Newday Reporters

Nigerian Economy Battles For Survival With Massive Job Losses As 16 Multinationals Leave Nigeria In Just 3 Years

 

Amid Nigeria’s ongoing economic crisis, exacerbated by the government’s policies on petrol subsidy removal and the unification of foreign exchange (FX) windows, several multinational companies have exited the country.

The latest to announce its departure is United Kingdom-based Diageo, which on June 11 declared it would sell its 58.02% stake in Guinness Nigeria to Tolaram.

This exit follows that of other major companies like Kimberly-Clark, Procter & Gamble (P&G), GlaxoSmithKline (GSK), Unilever, and Sanofi-Aventis Nigeria.

These exits are attributed to several factors, including high energy costs, currency depreciation, and insecurity.

Unilever Nigeria, for instance, announced its exit from the home care and skin cleansing markets in November 2023 to pursue a more sustainable business model.

Similarly, P&G, GSK, and other companies cited similar operational challenges, including high costs and difficulties in accessing foreign exchange, as reasons for their departure.

The Federal Government has acknowledged these challenges. In an interview on Channels Television’s Sunday Politics program, Minister of Finance Wale Edun highlighted the lack of a liquid foreign exchange market as a significant reason for the exit of multinational companies.

Edun noted that these companies faced major impediments in their operations due to difficulties in accessing foreign exchange.

Director-General of the Nigeria Employers’ Consultative Association (NECA), Adewale Oyerinde, revealed that at least 15 multinationals have either divested or partially closed operations in Nigeria over the past three years.

These companies, with a combined value-chain staff strength of over 20,000 employees, have faced dire consequences, including job losses and reduced government revenue.

Oyerinde emphasized that the ripple effects of these exits impact numerous enterprises within the value chain, compromising their sustainability and endangering their employees’ livelihoods.

Other sectoral leaders and analysts have voiced concerns that the continued exit of multinational firms will hinder Nigeria’s goal of achieving a $1 trillion GDP by 2026, as envisioned by President Bola Tinubu.

Analysts argue that the departure of these companies negatively impacts economic growth and stability.

Data from the National Bureau of Statistics (NBS) indicated that the GDP performance in the first quarter of 2024 was primarily driven by the services sector, which grew by 4.32% and contributed 58.04% to the aggregate GDP.

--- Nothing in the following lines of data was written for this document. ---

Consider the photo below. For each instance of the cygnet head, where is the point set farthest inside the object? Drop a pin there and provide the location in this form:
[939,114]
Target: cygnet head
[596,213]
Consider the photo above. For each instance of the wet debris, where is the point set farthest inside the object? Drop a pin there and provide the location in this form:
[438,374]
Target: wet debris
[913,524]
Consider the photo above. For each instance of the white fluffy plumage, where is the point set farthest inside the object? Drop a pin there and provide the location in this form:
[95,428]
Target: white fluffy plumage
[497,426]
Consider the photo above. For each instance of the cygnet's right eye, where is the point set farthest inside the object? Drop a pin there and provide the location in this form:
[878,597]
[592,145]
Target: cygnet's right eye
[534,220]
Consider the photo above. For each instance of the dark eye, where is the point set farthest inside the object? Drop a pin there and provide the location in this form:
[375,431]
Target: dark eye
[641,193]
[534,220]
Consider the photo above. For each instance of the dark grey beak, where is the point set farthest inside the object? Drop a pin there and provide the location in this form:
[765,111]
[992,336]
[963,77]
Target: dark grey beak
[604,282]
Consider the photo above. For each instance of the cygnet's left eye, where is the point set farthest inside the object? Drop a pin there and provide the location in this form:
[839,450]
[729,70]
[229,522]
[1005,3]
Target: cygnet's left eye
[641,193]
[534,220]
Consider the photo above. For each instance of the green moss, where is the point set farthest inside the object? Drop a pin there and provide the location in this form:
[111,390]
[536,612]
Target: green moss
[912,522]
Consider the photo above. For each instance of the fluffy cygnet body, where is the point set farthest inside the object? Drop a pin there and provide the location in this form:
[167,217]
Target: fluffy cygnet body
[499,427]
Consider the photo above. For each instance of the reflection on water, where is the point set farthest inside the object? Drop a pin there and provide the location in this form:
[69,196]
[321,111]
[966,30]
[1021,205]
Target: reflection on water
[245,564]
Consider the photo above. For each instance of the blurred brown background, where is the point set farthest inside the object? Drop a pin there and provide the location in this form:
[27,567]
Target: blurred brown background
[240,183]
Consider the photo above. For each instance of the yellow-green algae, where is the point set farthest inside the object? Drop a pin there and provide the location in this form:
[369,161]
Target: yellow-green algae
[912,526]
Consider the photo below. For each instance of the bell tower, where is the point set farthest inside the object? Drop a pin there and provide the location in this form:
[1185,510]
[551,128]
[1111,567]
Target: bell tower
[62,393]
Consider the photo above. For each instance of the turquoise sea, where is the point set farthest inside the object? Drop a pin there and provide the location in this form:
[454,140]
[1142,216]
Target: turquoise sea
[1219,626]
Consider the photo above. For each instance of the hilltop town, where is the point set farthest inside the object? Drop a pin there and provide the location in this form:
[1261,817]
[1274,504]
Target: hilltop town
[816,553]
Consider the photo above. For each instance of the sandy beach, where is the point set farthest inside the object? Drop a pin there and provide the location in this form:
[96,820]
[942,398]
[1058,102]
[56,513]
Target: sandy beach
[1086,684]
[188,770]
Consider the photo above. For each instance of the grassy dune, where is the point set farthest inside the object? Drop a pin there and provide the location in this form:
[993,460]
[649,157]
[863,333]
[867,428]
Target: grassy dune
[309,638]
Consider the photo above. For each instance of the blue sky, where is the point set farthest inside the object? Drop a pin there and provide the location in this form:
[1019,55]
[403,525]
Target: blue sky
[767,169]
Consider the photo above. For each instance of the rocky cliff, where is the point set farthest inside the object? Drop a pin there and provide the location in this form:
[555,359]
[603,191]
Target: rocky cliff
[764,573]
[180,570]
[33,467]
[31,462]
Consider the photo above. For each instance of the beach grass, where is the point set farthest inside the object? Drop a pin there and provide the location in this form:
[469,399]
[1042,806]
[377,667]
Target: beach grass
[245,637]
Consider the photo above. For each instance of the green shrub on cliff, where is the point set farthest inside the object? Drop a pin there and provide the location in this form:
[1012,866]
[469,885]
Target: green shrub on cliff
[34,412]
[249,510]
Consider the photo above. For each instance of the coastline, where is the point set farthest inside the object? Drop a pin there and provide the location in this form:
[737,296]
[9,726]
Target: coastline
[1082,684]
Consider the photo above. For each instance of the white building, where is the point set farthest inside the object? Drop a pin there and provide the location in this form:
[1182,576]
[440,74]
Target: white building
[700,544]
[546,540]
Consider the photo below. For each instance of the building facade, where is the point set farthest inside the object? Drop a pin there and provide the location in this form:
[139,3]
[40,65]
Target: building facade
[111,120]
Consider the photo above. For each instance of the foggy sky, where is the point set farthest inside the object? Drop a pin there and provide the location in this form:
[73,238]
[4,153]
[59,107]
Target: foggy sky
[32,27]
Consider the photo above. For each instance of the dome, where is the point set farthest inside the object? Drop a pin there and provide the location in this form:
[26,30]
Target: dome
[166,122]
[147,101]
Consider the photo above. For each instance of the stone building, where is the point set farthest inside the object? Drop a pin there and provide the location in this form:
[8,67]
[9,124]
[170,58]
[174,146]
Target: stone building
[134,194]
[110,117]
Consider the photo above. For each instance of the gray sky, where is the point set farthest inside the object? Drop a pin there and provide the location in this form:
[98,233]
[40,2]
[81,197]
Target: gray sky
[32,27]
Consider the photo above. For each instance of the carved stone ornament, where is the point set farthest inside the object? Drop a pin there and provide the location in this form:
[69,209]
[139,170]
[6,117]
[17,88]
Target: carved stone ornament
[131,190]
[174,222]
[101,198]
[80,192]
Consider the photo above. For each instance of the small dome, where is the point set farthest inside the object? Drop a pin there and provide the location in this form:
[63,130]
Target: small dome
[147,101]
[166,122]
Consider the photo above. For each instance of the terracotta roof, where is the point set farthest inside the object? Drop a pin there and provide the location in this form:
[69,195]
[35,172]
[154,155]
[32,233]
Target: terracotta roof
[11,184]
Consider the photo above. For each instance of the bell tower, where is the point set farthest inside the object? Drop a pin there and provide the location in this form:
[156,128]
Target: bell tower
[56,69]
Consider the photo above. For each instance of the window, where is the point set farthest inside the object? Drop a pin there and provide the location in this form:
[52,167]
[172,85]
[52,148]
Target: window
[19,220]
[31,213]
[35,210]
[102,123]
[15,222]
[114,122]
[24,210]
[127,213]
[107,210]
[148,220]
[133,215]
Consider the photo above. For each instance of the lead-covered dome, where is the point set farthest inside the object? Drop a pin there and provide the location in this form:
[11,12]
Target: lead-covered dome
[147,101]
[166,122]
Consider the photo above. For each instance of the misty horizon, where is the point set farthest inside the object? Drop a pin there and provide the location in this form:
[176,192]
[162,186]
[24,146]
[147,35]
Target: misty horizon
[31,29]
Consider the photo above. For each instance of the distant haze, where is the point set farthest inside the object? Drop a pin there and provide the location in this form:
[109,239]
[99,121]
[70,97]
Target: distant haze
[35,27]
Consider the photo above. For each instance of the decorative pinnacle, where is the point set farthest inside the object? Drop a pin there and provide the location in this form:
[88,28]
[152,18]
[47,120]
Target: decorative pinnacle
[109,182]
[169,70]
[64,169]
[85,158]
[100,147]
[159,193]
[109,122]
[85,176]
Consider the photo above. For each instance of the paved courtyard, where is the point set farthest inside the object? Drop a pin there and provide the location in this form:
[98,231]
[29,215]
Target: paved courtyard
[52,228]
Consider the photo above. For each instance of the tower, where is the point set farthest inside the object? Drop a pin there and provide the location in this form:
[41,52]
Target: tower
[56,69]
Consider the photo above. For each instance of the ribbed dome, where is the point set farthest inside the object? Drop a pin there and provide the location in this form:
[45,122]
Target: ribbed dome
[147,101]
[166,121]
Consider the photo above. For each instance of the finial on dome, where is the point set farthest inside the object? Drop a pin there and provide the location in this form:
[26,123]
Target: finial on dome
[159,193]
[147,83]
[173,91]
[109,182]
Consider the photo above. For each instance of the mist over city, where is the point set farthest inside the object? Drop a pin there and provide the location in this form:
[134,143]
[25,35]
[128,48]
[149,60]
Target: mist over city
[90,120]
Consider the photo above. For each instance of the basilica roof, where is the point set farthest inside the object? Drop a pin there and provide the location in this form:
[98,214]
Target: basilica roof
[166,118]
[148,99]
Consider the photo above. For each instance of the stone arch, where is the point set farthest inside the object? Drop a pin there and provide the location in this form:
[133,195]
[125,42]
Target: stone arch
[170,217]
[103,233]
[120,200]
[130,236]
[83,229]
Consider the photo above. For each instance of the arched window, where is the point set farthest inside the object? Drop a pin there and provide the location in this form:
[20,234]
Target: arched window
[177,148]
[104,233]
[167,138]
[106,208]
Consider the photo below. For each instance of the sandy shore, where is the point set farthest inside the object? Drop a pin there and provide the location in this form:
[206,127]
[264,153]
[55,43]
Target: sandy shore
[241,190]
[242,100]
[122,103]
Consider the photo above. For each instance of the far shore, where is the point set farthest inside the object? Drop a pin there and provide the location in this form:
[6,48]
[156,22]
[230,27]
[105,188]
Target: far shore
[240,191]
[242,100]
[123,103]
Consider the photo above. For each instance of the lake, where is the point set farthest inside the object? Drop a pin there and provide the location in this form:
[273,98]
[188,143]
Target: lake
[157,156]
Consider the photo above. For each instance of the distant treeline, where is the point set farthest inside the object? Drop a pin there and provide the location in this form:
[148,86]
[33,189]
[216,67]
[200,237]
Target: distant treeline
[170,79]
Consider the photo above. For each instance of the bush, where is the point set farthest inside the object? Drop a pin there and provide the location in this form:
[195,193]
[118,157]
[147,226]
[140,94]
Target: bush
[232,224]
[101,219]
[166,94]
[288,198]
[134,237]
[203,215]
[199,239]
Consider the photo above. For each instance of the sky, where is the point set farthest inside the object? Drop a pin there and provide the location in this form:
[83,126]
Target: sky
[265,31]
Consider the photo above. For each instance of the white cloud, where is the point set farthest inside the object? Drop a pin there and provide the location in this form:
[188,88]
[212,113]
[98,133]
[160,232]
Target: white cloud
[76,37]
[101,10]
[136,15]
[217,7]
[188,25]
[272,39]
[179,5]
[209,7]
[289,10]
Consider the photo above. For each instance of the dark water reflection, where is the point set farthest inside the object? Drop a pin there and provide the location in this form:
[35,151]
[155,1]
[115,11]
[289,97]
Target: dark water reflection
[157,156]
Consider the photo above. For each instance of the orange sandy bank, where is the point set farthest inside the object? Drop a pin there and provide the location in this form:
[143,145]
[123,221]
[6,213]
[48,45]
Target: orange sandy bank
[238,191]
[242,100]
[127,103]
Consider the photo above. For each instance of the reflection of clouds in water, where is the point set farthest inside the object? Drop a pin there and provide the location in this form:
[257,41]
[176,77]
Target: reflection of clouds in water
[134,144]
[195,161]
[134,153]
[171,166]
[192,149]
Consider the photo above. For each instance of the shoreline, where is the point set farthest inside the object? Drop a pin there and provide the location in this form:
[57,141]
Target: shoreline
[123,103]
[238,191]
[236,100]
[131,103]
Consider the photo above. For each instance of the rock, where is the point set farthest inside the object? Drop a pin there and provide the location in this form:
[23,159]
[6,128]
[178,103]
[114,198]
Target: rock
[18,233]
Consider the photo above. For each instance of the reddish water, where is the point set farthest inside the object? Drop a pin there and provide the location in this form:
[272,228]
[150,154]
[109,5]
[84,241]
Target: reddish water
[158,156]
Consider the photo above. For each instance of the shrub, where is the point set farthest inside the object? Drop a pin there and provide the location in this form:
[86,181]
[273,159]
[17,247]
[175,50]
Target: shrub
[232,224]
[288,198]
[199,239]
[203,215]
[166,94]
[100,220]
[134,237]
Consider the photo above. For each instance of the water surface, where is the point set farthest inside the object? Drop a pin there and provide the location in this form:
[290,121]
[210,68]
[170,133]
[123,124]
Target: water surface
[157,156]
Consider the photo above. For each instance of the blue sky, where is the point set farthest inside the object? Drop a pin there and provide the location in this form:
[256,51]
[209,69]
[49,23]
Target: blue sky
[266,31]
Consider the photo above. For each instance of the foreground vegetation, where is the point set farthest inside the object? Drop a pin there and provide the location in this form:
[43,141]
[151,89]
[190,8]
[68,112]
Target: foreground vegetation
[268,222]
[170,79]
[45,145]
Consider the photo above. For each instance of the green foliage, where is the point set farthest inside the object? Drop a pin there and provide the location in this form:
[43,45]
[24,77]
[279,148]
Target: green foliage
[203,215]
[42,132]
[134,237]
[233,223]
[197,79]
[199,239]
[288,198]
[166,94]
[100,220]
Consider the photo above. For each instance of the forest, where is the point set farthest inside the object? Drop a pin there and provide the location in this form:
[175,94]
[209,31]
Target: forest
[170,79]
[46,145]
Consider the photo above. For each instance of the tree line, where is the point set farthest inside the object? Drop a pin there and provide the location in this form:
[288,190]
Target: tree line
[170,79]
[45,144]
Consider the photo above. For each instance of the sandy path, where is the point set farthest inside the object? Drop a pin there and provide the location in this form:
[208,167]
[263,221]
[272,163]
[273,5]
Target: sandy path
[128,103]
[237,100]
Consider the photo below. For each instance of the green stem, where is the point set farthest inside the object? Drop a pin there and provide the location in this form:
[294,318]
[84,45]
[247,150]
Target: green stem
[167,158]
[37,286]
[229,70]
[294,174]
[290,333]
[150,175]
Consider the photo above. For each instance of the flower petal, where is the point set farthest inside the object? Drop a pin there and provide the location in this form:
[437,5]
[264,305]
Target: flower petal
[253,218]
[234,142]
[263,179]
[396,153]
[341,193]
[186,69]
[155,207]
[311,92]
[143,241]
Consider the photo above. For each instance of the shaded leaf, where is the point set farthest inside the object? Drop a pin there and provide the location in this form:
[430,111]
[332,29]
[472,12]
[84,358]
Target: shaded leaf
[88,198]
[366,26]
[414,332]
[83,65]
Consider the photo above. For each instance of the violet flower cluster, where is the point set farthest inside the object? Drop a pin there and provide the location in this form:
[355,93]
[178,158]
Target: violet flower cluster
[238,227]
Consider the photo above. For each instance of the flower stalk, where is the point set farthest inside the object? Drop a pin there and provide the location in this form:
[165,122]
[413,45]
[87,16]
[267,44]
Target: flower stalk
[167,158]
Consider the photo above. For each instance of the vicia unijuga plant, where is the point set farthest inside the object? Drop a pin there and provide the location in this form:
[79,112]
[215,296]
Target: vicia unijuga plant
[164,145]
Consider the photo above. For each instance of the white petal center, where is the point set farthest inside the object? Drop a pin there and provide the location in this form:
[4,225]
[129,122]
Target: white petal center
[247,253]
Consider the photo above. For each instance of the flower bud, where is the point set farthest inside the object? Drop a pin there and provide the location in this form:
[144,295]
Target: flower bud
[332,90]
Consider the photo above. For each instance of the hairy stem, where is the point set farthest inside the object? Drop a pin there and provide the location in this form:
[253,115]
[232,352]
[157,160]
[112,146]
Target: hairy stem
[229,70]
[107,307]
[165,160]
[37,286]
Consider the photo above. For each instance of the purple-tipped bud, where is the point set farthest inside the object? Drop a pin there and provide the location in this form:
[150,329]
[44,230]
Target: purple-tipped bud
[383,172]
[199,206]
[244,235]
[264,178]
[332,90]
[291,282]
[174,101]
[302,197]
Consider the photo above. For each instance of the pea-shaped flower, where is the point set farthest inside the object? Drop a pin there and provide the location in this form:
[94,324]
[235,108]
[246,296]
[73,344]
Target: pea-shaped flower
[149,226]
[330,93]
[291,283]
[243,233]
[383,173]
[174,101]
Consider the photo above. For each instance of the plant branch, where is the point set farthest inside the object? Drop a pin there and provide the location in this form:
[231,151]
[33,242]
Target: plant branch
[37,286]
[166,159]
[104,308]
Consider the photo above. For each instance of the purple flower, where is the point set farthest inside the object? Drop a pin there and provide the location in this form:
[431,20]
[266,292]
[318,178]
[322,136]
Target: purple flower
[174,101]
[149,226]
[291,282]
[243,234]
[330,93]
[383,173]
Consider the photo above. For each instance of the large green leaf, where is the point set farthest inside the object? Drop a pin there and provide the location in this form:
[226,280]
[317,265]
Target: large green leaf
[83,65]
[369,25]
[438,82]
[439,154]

In contrast, the manufacturing sector recorded a nominal GDP growth of 8.21% (year-on-year), 9.64 percentage points lower than the corresponding period in 2023. Real GDP growth in the manufacturing sector was 1.49% (year-on-year), also lower than the same quarter in 2023.

Reacting to these developments, the President of the Manufacturers Association of Nigeria (MAN), Otunba Francis Meshioye, while speaking to Vanguard, urged the government to address issues such as insecurity, electricity supply, fiscal sustainability, and policy consistency.

Meshioye highlighted the need for supportive measures to incentivize the manufacturing sector and boost non-oil export earnings.

The Director-General of the Lagos Chamber of Commerce and Industry (LCCI), Dr. Chinyere Almona, also expressed concern over the increasing number of multinational companies exiting Nigeria.

Almona cited foreign exchange scarcity, poor power supply, port congestion, multiple taxation, and insecurity as major challenges facing businesses in the country.

The LCCI recommended measures to stabilize and ensure the availability of foreign exchange, as well as creating a more flexible and transparent foreign exchange policy.

National President of the Association of Small Business Owners of Nigeria (ASBON), Femi Egbesola, emphasized that multinationals significantly contribute to Nigeria’s GDP and earnings.

Egbesola noted that the departure of these companies, without a corresponding increase in indigenous businesses, undermines the country’s economic growth prospects.

Since taking office, President Tinubu and Finance Minister Wale Edun have emphasized efforts to revamp the economy, encourage Foreign Direct Investment (FDI), and enhance the competitiveness of local industries.

Edun mentioned recent executive orders aimed at improving the investment climate and tax reform proposals to simplify business operations for local and foreign manufacturers as part of an Economic Stabilisation Package.

However, whether these measures will successfully stem the flow of multinational companies exiting the country remains to be seen.